Dubai: GCC governments will be forced to scale down spending and seek new and innovative ways to augment revenues in the context of sustained fall in oil prices, according to the Institute of International Finance (IIF), the Washington based association of more than 500 banks and financial institutions.

The IIF expects oil prices to hover around $50-60 (Dh184-Dh220) range for the next 3 to 4 years, far below the current budget break even prices, forcing many to shrink their budgets and seek additional revenues.

Although some of the Gulf States such as Saudi Arabia, Kuwait, the UAE and Qatar huge reserves to support their current spending programmes for a few years, in the absence of fiscal discipline, the IIF expects these countries to run out of reserves in less than five years.

“The sharp and sustained decline in oil prices makes fiscal adjustment unavoidable. But with the some GCC governments holding substantial reserves including the reserves held by sovereign wealth funds, in the short to medium term these governments do not face major challenges,” said Dr Garbis Iradian, chief economist for Middle East and North Africa at the IIF.

But with oil prices projected remain depressed over a long period of time; the IIF said the GCC governments need to make significant fiscal adjustments to cope with the sustained fall in revenues.

Diversification efforts

“Some restraint in spending is necessary in countries such as Saudi Arabia, Oman and Bahrain where fiscal deficits are seen rising. In Saudi, historically, policy response has been to cut capital expenditure. But such spending cuts are going to hurt economic diversification efforts and overall efficiency in the economy,” said Giyas Gokkent, senior economist, Africa Middle East at IIF.

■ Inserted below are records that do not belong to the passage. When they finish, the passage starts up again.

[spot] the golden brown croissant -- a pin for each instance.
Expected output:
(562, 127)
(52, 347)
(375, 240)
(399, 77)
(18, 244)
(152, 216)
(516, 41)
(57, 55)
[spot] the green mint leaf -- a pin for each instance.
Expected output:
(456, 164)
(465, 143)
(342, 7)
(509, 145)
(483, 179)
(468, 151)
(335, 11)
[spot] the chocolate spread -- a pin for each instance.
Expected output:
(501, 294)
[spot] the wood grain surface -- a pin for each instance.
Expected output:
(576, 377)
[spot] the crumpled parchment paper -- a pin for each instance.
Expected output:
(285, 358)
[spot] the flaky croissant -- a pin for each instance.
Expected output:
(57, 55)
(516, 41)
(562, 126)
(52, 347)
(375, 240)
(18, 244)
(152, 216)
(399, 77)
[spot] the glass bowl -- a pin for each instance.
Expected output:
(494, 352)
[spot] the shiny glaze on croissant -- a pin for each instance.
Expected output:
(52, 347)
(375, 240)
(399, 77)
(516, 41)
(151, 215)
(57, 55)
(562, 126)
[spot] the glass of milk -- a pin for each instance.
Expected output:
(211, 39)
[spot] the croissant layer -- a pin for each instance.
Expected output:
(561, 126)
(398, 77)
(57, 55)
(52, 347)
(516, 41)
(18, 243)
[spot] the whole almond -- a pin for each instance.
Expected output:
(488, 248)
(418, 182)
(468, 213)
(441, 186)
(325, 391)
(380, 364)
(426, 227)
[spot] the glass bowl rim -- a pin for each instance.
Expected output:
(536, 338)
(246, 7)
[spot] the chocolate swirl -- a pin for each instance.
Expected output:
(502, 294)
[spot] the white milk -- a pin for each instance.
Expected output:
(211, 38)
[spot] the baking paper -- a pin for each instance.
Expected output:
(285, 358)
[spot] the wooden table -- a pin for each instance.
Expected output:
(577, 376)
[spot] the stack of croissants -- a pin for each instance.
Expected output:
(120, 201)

Cuts in government spending are expected to hurt the over all economic growth particularly non-oil private sector growth. “We expect aggregate government spending to decline by an annual average of 2 per cent in 2015-16 compared to a 15.5 per cent annual average increase from 2004 to 2014. Tighter fiscal stances will lead to weaker growth in the GCC. Non-oil growth is expected to weaken to 2.6 per cent in 2016 from 3.9 per cent in 2015,” said Dr Iradian.

The IIF expects the banking systems in the region to cope well with low oil prices in the next few years although liquidity conditions are tightening and the interest rates rising. However it expects a weakening of asset quality and profitability if the oil price slump persists over a long period of time.

At the current oil prices the UAE’s GDP growth is projected to moderate to 3 per cent in 2015 and 2016. “Reductions in energy and electricity subsidies and non-priority spending are leading to a significant decline in government spending. While the UAE’s large current account surplus is projected to decline it will remain sizeable and the UAE will remain a net exporter of capital,” said Dr Iradian.